How to Balance Scientific Research with Practical Training

The lens of science has given us some incredibly useful information about running.

Scientific research has illuminated everything from injury prevention and rehabilitation to race-day preparation and best practices in training.

With the advent of well-designed scientific studies, we don’t have to rely only on folk wisdom to answer questions like “is hip strength important for runners” or “should I take ibuprofen to treat all of my running injuries” or “will a cup of coffee help me run faster on race day?” (the answers, by the way, are yes, no, and yes).

I am continually impressed by the things that I learn through reading scientific studies on running-related topics.  Nevertheless, once in a while the scientific literature will come to a conclusion that’s the complete opposite of what I’ve found in my time as a runner and a coach.

Today, I’d like to examine a few examples of this and try to figure out why the science says one thing while “runner wisdom” says another.

Hard-to-believe scientific research results

To get started, I want to highlight some scientific findings that we’ve uncovered that go against very common (and practical) running wisdom Then we’ll look at how you can balance or interpret these findings correctly and apply them to your training in the right way.

Should you run when you feel sick?

The first is the question of whether you should keep running when you start getting sick.  In my own running and coaching experience, trying to continue to train with a sore throat, fatigue, soreness, and all of the other symptoms of an upper respiratory infection is an unqualified mistake.
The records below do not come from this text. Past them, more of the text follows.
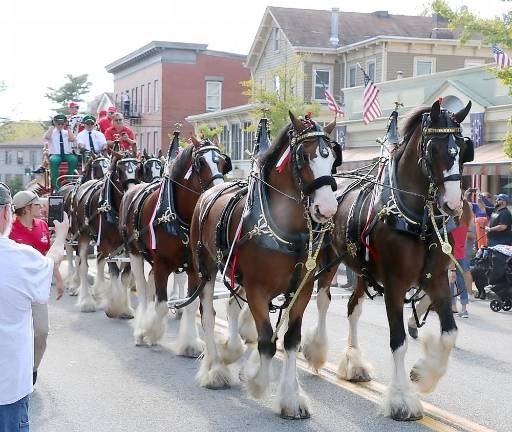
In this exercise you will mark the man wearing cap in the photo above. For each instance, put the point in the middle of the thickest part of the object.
(499, 230)
(106, 122)
(59, 138)
(119, 133)
(74, 119)
(91, 139)
(26, 279)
But scientific research claims otherwise: research done at Ball State University appears to show that moderate-intensity aerobic exercise doesn’t affect the length or severity of an upper respiratory infection.

The effects of pacing on running

Another case is the effects of your pacing on your normal mileage runs.

It’s fairly well-accepted in the running community that going too fast on your easy runs means you’re bound to get injured.  But several large studies of runners demonstrate otherwise: on the whole, runners who do their training runs fast don’t get injured any more than those who train slow.

Running with injuries

Finally, even something as basic as running when you’ve got an injury isn’t as simple as you might think.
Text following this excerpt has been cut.